Fans watching the men’s Wimbledon final at the Wimbledon Piazza shopping centre site
Her two biggest screenings for the tennis tournament could hold 2,000 people in Wimbledon’s town centre shopping area and 8,000 in central Leeds.
Her firm showed the epic longest-ever Wimbledon men’s final where Roger Federer was eventually beaten by Novak Djokovic at 10 screens nationwide, with venues were at capacity.
‘The atmosphere at all our venues over the weekend was incredible, particularly for the cricket and the men’s Wimbledon final,’ she said. ‘Mums, dads and kids were glued to the screens for a historic weekend of sport.’
She added: ‘The ballot means that it is pot luck to secure tickets to Wimbledon or plan to queue to get the evening seats as people come out but this is a good way to enjoy sunshine with high quality screens.’
Sports fans get to watch the Wimbledon games for free and enjoy summer refreshments rather than pay for expensive tickets and queue for hours
Her company, which provided the mega screens alongside the stage on the Spice Girls’ UK tour, offered sports enthusiasts unable to secure a Wimbledon ticket the opportunity to watch all the action for free on its big screens dotted around the country.
The events are paid for by selling advertising and she has pledged to keep her big screen sporting events free.
Jill says: ‘They will always be free to watch. I know other people do have tickets and charge but we’ll always do it as a community event sponsored by brands. Obviously music festivals are different as they are high end ticket events.’
Jill Lee, owner of GPM360, has pledged to keep her screened events free for sports enthusiasts
The screens enable people to watch the games while soaking up the summer, watch together with other fans to get a better atmosphere than at home, or catch a glimpse of the scores as they go about their shopping for the day.
Fans don’t need to book and for Wimbledon screens were set up at various locations including close by at the All England Club at the Wimbledon Piazza shopping area, and further afield, such as in Woolwich, Leeds, Portsmouth and Swansea.
Jill said: ‘We were handing out refreshments like strawberry and cream cheesecake and sweets, while Bill’s restaurants offer Wimbledon inspired snacks.
‘There’s entertainment for families. Last year we had an interactive gaming experience where people could play Mario Tennis. The visitor’s area is great for families with children.’
The big screen events can cater to thousands of sports enthusiasts with the Wimbledon event holding a capacity of 2,000 people, while Leeds (the biggest) can host up to 8,000 fans.
GPM360 was set up by Jill in 2012 after she decided there was an untapped demand for brands to connect with advertising opportunities that align with culture; particularly sport and music.
The events are free to use and funded through advertising and sponsorship sold by GPM360. Car manufacturer Peugeot and cream alternative Elmlea are two of the main sponsors.

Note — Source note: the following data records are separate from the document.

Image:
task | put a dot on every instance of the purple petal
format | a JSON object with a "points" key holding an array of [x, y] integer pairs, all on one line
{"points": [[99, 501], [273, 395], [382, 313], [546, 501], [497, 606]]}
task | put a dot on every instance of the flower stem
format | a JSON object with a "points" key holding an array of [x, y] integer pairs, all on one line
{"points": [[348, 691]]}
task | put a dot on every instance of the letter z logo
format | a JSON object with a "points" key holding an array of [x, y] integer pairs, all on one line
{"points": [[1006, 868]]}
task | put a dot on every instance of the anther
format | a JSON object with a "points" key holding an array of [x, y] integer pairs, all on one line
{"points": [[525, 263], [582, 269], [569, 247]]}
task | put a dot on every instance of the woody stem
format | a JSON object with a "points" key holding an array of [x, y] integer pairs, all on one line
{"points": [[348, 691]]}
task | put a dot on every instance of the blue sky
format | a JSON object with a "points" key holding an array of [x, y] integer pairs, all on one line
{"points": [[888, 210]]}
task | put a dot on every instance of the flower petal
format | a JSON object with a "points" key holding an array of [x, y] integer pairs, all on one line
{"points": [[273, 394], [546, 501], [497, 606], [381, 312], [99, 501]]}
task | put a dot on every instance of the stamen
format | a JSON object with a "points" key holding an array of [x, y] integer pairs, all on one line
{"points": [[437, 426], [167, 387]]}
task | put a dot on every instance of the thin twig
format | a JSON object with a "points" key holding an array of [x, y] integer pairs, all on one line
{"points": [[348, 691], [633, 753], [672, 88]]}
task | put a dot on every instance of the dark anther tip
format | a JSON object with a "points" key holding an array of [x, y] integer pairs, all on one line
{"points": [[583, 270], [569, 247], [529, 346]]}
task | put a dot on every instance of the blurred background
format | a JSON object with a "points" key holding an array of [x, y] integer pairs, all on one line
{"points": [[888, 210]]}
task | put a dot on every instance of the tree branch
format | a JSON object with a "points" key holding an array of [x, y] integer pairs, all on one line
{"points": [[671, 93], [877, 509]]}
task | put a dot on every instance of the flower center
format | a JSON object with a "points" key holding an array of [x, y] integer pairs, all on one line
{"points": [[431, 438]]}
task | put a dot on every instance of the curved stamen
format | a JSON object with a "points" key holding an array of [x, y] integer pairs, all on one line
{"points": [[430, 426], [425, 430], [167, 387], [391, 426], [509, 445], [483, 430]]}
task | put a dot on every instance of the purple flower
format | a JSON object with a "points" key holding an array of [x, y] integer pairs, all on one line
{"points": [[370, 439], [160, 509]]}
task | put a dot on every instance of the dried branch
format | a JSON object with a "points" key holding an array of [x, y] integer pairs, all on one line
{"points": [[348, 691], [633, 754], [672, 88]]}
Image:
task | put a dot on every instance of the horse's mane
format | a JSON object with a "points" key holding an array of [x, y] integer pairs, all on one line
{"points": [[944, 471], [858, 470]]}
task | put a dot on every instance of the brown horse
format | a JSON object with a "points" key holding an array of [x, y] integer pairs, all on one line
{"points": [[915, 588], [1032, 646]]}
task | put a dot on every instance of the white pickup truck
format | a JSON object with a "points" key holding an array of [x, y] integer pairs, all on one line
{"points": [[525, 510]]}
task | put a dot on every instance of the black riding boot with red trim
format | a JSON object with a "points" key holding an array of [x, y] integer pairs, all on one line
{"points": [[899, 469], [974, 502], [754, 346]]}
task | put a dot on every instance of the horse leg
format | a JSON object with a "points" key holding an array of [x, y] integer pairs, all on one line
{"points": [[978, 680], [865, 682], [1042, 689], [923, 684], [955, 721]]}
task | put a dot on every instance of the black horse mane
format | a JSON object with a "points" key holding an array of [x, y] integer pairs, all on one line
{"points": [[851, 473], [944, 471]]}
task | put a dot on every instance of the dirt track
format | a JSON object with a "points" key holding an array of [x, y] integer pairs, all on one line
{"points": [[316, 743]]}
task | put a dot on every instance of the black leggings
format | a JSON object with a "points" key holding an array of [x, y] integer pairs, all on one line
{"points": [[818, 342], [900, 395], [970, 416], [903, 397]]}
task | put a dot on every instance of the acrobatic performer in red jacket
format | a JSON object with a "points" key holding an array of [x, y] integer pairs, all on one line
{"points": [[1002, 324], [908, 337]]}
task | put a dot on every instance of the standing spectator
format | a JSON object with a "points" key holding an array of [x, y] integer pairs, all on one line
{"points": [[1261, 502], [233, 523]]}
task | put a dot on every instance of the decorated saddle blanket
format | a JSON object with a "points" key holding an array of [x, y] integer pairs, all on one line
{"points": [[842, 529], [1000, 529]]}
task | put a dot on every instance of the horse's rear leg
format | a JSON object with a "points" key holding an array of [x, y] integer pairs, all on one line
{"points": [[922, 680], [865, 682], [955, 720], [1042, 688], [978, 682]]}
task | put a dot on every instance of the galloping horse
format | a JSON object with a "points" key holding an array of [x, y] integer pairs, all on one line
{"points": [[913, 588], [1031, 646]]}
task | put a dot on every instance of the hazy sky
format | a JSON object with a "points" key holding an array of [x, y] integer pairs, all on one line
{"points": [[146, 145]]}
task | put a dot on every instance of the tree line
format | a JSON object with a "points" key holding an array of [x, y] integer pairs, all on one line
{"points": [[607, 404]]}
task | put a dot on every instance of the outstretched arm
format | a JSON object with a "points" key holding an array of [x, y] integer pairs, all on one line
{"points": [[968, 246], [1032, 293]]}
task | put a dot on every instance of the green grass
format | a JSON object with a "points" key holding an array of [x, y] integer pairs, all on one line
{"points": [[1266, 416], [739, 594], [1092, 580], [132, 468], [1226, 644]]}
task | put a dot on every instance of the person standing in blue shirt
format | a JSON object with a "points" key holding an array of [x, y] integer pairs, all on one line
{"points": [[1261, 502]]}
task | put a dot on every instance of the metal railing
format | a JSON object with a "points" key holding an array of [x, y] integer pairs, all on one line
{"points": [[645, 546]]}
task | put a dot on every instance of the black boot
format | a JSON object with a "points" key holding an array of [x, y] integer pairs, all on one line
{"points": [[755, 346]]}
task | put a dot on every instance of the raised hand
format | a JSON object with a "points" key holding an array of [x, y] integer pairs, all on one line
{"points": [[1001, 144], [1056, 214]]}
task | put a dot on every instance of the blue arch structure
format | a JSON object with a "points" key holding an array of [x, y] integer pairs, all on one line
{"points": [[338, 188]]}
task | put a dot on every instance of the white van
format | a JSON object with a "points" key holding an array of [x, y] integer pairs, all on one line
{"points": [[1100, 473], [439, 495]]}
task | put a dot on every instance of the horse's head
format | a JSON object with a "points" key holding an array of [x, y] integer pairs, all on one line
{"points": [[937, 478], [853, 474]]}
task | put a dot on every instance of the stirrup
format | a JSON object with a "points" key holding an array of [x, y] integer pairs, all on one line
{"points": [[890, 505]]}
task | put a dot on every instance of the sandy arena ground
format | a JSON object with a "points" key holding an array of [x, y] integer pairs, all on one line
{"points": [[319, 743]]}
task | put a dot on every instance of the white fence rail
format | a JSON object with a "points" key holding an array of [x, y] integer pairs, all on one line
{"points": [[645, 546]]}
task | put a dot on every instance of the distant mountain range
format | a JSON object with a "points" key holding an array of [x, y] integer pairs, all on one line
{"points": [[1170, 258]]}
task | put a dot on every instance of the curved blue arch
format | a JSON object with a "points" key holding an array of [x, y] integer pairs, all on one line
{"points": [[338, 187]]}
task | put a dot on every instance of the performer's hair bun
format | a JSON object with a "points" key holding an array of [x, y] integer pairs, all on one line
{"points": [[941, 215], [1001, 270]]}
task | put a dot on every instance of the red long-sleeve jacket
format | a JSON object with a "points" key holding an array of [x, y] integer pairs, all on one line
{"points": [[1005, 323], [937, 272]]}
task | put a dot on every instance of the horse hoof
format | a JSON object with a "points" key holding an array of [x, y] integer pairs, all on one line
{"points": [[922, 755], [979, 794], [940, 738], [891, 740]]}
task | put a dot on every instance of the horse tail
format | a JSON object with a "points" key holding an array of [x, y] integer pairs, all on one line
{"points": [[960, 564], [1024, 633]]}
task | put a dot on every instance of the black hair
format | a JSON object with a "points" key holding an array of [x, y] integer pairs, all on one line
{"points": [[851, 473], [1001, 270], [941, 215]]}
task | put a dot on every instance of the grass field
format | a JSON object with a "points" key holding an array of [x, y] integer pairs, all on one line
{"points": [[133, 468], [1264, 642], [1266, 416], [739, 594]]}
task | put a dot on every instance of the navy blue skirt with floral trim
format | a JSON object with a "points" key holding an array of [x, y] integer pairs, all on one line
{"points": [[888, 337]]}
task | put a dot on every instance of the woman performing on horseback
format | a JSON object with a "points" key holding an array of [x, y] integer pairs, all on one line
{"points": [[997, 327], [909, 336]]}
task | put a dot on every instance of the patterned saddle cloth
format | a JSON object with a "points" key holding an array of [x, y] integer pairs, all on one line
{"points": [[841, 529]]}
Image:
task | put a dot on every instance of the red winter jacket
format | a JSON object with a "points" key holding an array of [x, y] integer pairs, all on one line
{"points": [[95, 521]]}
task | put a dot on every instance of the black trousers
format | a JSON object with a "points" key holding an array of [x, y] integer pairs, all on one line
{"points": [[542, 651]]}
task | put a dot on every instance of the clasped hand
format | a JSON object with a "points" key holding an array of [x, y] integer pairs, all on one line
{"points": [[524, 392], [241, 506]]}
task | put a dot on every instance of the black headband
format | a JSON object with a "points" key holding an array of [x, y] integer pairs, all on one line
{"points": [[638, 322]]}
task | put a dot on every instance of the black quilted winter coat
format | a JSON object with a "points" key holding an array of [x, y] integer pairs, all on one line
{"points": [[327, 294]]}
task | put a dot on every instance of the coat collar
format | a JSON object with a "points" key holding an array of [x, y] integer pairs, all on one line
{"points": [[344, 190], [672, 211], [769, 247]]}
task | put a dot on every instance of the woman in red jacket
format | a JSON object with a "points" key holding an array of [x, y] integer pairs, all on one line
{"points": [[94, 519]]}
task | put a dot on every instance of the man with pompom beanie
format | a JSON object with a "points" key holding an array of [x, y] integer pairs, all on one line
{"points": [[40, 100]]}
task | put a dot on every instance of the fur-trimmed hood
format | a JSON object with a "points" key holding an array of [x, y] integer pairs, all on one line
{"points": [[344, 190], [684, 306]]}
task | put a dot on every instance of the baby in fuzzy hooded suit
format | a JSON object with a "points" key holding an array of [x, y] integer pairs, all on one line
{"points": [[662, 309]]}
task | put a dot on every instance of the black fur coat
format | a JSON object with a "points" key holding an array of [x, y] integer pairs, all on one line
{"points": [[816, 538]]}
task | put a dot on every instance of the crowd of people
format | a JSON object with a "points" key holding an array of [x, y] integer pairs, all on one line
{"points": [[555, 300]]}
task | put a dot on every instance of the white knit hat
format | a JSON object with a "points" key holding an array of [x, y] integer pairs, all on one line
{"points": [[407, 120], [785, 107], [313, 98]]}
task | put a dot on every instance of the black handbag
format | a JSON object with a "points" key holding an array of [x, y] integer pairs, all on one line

Fans in Bristol get to enjoy the summer sunshine while watching the Wimbledon games
Willing to take a risk, Lee left her role managing a team at a large company to forge her own business in advertising – with initial successes coming from selling advertising around football and rugby matches.
Initially working alone to bid for contracts and campaigns, she says she managed to create a good reputation for GPM360. During that time she also had to turn her hand to other business elements, including designing the company’s website and managing the finances.
She was, however, able to draw on years of experience in the corporate world and plenty of time spent working before that.
Screenings at GPM360’s Leeds event can host up to 8,000 people, while its Wimbledon event could host 2,000 fans
Coming from a single-parent upbringing exposed Lee early on to the working world. After landing her first job stacking shelves at the age of 10, she honed her sales skills by working on a market-stall in her early teens.
Jill says that early sales experience gave her the upper-hand in her first professional sales role, where at the age of 23 and the only female member of a sales team, she was the top seller and was rewarded with a brand new sports car.
Fast forward to today and now in its seventh year of operation GPM 360 generates an annual turnover in excess of £2million and has several projects in the pipeline, including a launch with local television network That’s TV and screenings of the Rugby World Cup.
GPM360 provided the screens alongside the Spice Girls’ concert and also the screens for the Isle of Wight festival
Jill says she’s had to hire more staff to satisfy the demand. The team has now grown to six but Lee is hiring three more staff members. The company also makes use of self-employed consultants across IT, logistics and project management.
Rugby fans will later this year be able to enjoy an event with a different flavour to the summer sports.
‘As it’s hosted in Japan starting October and November we’ll be looking at morning and brunch events’, Jill says.
‘There’ll be hand warmers and sheepskin blankets making for a snug event with bacon sandwiches and hot chocolate to watch the games.’
She adds the company will also look to expand into Europe.
She says: ‘I would say we’re more than doubling through our launch with That’s TV.
‘We’re buying more and more screens being invited to more events and developing more regions in London and asked to put more screens in for sports and community events.’